Ravi menaikkan sebelah alisnya "Kamu nggak suka game." Ucapnya menekankan setiap katanya. Lalu dia menatap kantung kresek yang aku bawa "Apa ini?" Tanyanya dan meraih kantung kresek yang aku bawa.

"Boneka?"

"Itu dari si Tayo."

Ravi tersenyum sinis lalu melempar boneka itu ke kursi "Ini terakhir kalinya kamu pulang malem. Lain kali aku nggak akan biarin kamu pulang malem lagi, sama siapapun itu. kecuali sama aku." lugas Ravi.

Entah mengapa kali ini aku merasa kesal pada Ravi yang seolah mengatur diriku.
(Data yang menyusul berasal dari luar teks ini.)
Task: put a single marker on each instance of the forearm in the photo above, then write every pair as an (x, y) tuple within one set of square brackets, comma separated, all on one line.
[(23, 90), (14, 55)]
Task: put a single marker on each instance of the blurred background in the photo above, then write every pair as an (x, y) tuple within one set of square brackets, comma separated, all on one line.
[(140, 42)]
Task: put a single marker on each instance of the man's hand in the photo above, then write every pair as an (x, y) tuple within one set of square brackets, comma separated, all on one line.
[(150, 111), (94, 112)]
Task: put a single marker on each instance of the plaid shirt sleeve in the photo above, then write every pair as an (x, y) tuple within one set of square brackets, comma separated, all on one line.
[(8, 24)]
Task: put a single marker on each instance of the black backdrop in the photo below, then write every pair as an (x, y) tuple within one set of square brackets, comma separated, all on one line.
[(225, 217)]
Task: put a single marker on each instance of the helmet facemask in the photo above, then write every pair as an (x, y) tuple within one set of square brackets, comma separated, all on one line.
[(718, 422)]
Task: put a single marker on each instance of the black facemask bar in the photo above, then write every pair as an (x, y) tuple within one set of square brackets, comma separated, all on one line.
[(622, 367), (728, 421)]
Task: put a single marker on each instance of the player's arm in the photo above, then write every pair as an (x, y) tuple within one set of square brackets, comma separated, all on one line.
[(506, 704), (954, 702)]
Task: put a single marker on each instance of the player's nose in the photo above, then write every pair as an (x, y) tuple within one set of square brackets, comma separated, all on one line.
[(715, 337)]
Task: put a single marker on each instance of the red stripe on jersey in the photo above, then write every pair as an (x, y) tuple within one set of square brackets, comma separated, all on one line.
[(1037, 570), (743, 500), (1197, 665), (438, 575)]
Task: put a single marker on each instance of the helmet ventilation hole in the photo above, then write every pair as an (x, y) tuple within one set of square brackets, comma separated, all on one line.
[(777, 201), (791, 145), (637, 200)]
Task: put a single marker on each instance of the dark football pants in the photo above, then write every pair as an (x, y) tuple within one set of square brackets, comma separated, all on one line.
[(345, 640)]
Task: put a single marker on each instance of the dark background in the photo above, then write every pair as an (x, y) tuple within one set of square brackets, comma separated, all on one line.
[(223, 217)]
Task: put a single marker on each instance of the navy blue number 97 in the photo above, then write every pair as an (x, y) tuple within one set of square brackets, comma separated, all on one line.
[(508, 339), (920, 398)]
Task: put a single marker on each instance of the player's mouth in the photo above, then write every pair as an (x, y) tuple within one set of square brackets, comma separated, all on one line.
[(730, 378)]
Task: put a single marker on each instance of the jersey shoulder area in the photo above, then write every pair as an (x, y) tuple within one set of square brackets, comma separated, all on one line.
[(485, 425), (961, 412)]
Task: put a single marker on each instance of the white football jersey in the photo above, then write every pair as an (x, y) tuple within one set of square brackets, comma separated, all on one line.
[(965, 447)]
Apa haknya mengatur diriku? Bahkan selama seminggu ini dia mengabaikanku dan sekarang dia berperan seperti seorang ayah yang berhak mengatur anak gadisnya.

Aku memberanikan diriku untuk menatap matanya, meskipun ada rasa takut ketika mata itu menatapku dengan tajam seolah hal itu bisa menyakitiku.

"Kenapa? Kamu siapa aku sampai berani ngatur aku?" Ucapku padanya.